Dancer Thomas ES Kelly is a 2014 Jump mentee
Yet again, Australia’s arts ecology is being over-stressed by government budget cuts. The Federal Opposition calculates that Australians will lose $100m of government investment across the arts if the May budget gets through Senate. In Queensland, the effects of displacing more than $12.4m of arts funding are being sorely felt, particularly in the provision of critical infrastructure for young people, youth arts, and early career artists. The quantity and quality of arts mentoring programs – which in some jurisdictions are the catalyst and mainstay of support for new work – is clearly going to suffer. So it is timely to reconsider the role of mentoring in the context of such dire industry change and rampant neoliberalism.
Mentoring programs so often trade under aspirational nomenclature like ‘spark’, ‘jump’, and ‘kickstart’. But what’s to get excited about when the value of artists’ careers and contribution to society is so explicitly, politically and publicly being undermined? When even higher education in the arts is threatening to turn exclusively to occupational training, forgoing deep investigation of the creativity, discipline, arts knowledge and skill required to explore and contest what it means to be fully human.
So I share a worry about the co-option of mentoring programs as a panacea for government neglect of the arts: that is, mentoring tethered to career advancement and success. Don’t get me wrong: I’m the last person to unwish a brilliant career on an artist. But in the context of our economy’s growth-fixation, where would we place the necessary opportunity for professional sharing of the heart, the risk and the guts of artistic endeavour that may otherwise become unavailable should mentoring programs become similarly fixated on artists’ market-readiness?
I don’t know the answer, or even if that’s the right question. But I do know these budgetary changes give pause for thought – to look mindfully at the lived experience of arts practitioners in the current industry environment. Rather than perceive mentoring as a leg-up to ill-defined success, I am curious to consider how mentoring might be re-visioned as a sustainable professional learning practice that nourishes individual artists and the broader ecology alike.
One way to think about this is to consider Australia’s arts industries as an ecology of intersecting communities of practice. Communities of practice, as described by learning theorist Etienne Wenger, are everywhere and we belong to many of them at once – within our professional lives, home lives, areas of interest and locality. They are rarely explicit or named, but we have a good idea of the ones we belong to and would like to belong to. In our professional contexts, we may feel central to some communities but may be peripheral to others.
When considering the implications of this for mentoring, the question changes from what does it take for a young or early career artist to achieve success, to how can this person be recognised and supported as both a learner and contributor to Australia’s arts ecology? What is needed for them to cultivate quality practice harnessed by relevant intersecting communities of practice that apportion value, meaning, purpose and identity to what they do?
A number of existing mentoring programs appear to be addressing this kind of question already in what they do. Think of the Australia Council’s Jump program. It connects early career artists with individual mentors, in addition to providing a platform for simultaneous ‘learning as doing’ as the artists’ work is presented at the Next Wave Festival.
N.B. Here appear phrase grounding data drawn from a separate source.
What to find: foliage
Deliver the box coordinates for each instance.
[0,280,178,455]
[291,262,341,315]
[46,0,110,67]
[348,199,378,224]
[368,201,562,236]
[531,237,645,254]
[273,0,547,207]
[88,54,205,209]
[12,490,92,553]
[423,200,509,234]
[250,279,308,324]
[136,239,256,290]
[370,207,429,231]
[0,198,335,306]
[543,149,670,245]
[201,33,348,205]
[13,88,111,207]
This cultivates further interactions with diverse communities of practice represented by the contemporary producers, managers and other creators involved. Think also of Arts Tasmania’s Artist in Residence initiative that matches artist-residents with individual artist mentors outside the school environment and, in addition, provides interactive ‘hub’ mentoring through professional learning events that give space for critical reflection with other educators, artists and artist-residents. While the heart of these programs (while they still remain government supported) is one-on-one mentor relationships, the context for these relationships is in the intersection of various communities of practice. Equal learner and contributor status is afforded to the mentored artist by the experience, promoting the sense that many people are critical to the individual’s professional growth and to the wider industries’ productive flourishing.
The success of Australia’s arts industries is charted in varied ways, not least of all in further growth fixations: contributions to international export, indexes of urban liveability, levels of employment and community vibrancy, and bums on seats. As unsystematised as that list may appear, it’s what we read and hear about most in the public domain. But we all know the tried and true adage that without significant input and influence from artists new to professional creative practice, the ecology is not a well-functioning system. Growth – however benchmarked – does not necessarily lead to flourishing.
So, rather than support mentoring as a jumpstart to individual success (my fear in this brave new world), my question is how might new-to-profession artists be embraced, affirmed, challenged and supported by diverse and intersecting communities of practice? Mindful attention to that question would go some way to ensuring that mentoring is both sustaining and sustainable as a learning principle and key responsibility of the vibrant and ever-evolving communities of practice that make up our Australian arts ecology. It’s reprehensible that our government dollar is unlikely to make that kind of investment much longer. But recognition of the importance of supporting new-to-profession artists as simultaneous learners and contributors is key to our ecological survival in very tough times.